For the non-medical and non-cancerous among you, the SUV to which I refer is not a Tahoe or an Escalade. The "U" stands for "uptake" and it is the level at which the various parts of your body suck up the radioactive glucose now coursing through your veins, bones and tissue when partaking in nuclear medicine.

I did learn one thing while once again trying to glean anything useful from the Internet, however. There are four areas that suck that stuff right up, and therefore appear dark on scans. Brain, thyroid, heart and bladder. The spot in question is none of those four things. I know enough about anatomy, and not much more, to know that.

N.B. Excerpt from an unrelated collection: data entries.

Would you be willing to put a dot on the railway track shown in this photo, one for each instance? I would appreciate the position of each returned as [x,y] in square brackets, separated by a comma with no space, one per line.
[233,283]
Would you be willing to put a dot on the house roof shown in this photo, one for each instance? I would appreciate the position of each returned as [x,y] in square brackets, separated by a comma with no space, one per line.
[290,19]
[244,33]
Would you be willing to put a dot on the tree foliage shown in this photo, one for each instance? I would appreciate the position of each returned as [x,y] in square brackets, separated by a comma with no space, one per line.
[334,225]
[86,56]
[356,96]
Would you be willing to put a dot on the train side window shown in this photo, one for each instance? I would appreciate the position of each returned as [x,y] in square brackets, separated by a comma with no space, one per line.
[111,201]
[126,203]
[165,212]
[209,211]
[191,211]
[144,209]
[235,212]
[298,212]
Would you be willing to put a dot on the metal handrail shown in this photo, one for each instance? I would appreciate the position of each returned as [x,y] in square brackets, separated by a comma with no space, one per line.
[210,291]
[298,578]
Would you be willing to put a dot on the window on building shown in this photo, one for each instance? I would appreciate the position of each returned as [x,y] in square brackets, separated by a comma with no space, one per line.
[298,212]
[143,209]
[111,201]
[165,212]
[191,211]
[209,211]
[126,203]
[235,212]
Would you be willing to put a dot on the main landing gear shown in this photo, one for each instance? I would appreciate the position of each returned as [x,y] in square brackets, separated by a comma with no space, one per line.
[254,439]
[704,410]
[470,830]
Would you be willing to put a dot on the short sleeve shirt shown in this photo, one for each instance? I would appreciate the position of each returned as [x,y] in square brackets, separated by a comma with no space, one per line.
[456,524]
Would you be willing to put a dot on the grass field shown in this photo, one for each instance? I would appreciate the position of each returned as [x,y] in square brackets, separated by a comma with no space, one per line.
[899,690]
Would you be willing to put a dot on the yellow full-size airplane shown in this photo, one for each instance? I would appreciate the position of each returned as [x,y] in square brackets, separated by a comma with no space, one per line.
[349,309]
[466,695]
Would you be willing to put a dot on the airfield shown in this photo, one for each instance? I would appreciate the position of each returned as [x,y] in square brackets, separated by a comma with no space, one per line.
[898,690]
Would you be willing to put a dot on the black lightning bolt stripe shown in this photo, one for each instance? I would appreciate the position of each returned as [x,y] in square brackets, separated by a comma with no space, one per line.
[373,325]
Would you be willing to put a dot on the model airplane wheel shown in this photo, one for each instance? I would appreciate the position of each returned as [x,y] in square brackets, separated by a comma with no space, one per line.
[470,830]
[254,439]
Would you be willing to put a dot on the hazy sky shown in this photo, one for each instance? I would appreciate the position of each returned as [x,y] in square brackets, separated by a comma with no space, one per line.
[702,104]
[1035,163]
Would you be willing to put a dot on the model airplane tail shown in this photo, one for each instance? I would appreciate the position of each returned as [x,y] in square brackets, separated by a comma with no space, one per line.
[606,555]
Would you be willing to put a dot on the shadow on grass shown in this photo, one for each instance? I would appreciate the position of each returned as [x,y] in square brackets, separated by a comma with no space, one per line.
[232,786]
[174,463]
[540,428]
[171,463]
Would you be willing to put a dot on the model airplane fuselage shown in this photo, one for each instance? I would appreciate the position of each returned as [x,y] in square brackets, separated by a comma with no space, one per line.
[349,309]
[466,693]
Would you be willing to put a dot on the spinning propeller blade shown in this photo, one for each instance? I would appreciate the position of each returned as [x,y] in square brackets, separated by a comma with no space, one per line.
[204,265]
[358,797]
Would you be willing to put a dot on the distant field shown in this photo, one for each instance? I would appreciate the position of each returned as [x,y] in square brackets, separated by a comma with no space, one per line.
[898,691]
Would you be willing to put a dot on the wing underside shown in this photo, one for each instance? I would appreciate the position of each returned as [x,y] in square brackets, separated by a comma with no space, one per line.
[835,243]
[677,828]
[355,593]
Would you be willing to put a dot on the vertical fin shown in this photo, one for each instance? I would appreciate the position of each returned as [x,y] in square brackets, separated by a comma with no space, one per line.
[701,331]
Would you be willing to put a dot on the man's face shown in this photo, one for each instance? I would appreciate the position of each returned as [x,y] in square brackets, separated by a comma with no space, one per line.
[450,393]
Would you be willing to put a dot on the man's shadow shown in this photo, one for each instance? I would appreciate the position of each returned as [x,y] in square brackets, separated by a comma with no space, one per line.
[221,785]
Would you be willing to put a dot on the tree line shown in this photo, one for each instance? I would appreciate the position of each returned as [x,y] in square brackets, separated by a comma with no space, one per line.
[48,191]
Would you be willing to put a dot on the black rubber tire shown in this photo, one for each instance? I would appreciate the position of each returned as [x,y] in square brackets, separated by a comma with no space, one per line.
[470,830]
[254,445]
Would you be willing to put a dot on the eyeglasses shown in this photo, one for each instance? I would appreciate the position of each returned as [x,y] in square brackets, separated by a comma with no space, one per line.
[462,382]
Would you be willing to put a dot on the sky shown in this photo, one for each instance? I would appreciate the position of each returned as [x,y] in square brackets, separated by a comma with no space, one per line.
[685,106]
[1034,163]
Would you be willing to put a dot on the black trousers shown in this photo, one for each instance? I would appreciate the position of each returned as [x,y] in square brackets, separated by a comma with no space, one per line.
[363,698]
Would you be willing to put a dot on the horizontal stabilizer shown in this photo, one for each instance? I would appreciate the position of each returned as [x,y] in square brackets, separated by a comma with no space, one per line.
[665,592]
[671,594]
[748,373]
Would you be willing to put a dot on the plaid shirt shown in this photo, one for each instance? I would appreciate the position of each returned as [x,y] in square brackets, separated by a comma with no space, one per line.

Do I call again before 5:00pm? I can't possibly make it through the weekend without popping.  On the side opposite the balloon-threatening needle are a wire dog brush and a broken bottle. My COBRA coverage expires May 1st. A year and a half ago I really did not think I would still be around today to face this insurance crap. I'm staring at applications that should have been completed and faxed this week, but scanxiety is crippling my already crippled ability to cope with such things; with the six month void between COBRA and Medicare. Wouldn't it have been easier, certainly more economical, to have gotten sicker during that first year and a half?

Also, there are more than 4 weeks between the third Wednesday of last month to the third Wednesday of this month. Food is almost gone. Bank account nearly on empty, medicine probably not at a level to make it to that magic Wednesday. I'm not going to count it today, that's for dang sure. On a day like today, I need chocolate milk and carbs. Not being able to run out and get some only adds to the helpless, hopeless, catastrophic feeling of balloon vs needle.

Yes, I am catastrophizing. How can I not? I've cried more this week than I like to cry in six months. I'm really starting to wonder if enduring to the end simply means not offing yourself to get out of it all.


Oh yes, they are in for some babbling at 4:30.